Drummond springs up.

"One moment, Mr. Drummond," whispers Wing, weakly; "I must say one word to you—alone."

"I'll return in a minute, sergeant. Let me see what Patterson wants."

Miss Harvey and Ruth have risen; the former is very pale and evidently trembling under some strong emotion. Once more she bends over him.

"Drink this, Mr. Wing, and now talk no more than you absolutely have to."

Then renewing the cooling bandage on his forehead, her hands seem to linger—surely her eyes do—as she rises once more to her feet.

Meantime the lieutenant has stepped out into the canon.

"What is it, Patterson? quick!"

"That was some of our fellows, sir, a squad of four; but they turned all of a sudden and galloped back out of sight. It looks to me as though they were attacked."

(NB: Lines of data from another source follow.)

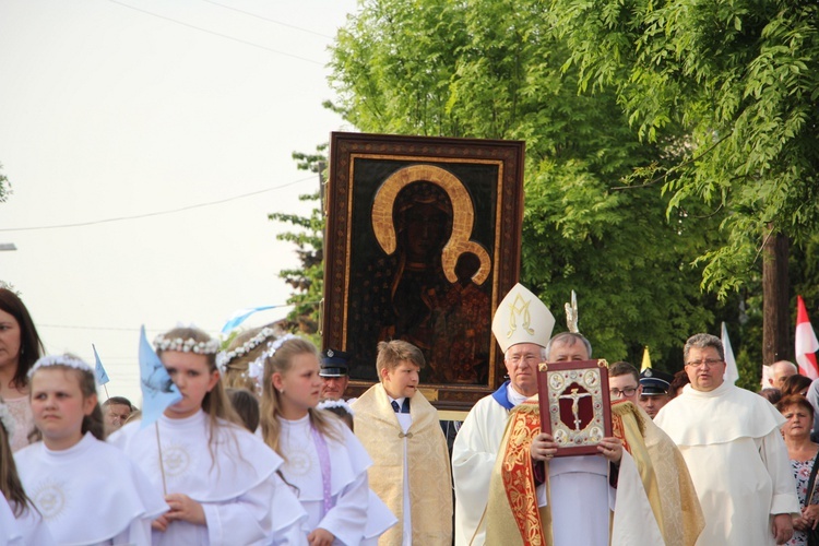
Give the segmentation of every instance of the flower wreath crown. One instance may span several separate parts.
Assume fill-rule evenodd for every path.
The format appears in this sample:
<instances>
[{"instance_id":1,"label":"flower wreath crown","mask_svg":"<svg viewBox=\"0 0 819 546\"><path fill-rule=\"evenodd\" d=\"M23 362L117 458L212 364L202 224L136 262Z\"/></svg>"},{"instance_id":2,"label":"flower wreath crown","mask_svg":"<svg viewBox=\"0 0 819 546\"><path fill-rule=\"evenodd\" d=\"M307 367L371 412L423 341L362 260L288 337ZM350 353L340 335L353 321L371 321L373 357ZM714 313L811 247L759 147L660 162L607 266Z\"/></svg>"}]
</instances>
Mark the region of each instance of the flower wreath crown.
<instances>
[{"instance_id":1,"label":"flower wreath crown","mask_svg":"<svg viewBox=\"0 0 819 546\"><path fill-rule=\"evenodd\" d=\"M193 337L181 339L181 337L166 337L165 334L159 334L154 337L154 348L156 351L179 351L180 353L195 353L198 355L215 355L219 352L219 342L217 340L210 340L206 342L200 342Z\"/></svg>"},{"instance_id":2,"label":"flower wreath crown","mask_svg":"<svg viewBox=\"0 0 819 546\"><path fill-rule=\"evenodd\" d=\"M68 366L69 368L94 373L94 369L84 360L80 360L79 358L69 355L48 355L34 363L32 369L28 370L28 379L31 379L32 376L34 376L34 372L38 369L47 368L49 366Z\"/></svg>"}]
</instances>

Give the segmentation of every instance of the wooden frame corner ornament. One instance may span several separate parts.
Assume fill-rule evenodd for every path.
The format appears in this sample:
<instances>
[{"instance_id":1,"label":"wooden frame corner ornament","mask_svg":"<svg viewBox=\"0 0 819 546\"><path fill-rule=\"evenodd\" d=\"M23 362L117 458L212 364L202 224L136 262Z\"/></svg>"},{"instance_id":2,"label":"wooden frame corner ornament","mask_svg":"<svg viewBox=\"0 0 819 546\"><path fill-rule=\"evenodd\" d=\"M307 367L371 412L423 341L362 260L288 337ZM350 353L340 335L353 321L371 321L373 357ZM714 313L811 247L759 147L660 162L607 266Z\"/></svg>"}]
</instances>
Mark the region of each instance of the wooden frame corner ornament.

"How far away were they? How many miles down the desert?"

"Oh, at least six or eight miles down, sir; down beyond where you met them yesterday."

"How about our trail? Anybody in sight there?"

"Nobody, sir, not even a thing, not even a whiff of dust."

"Very well. Keep on the alert. It's good to know that all the Apaches are not around us yet. Neither bullet nor arrow can get down here so long as we man the rocks above. I'll be out in a moment."

Then once more he kneels by Wing.

"Lieutenant, did you ever see a girl behave with greater bravery? Do you know what she has undergone?—Miss Harvey, I mean?"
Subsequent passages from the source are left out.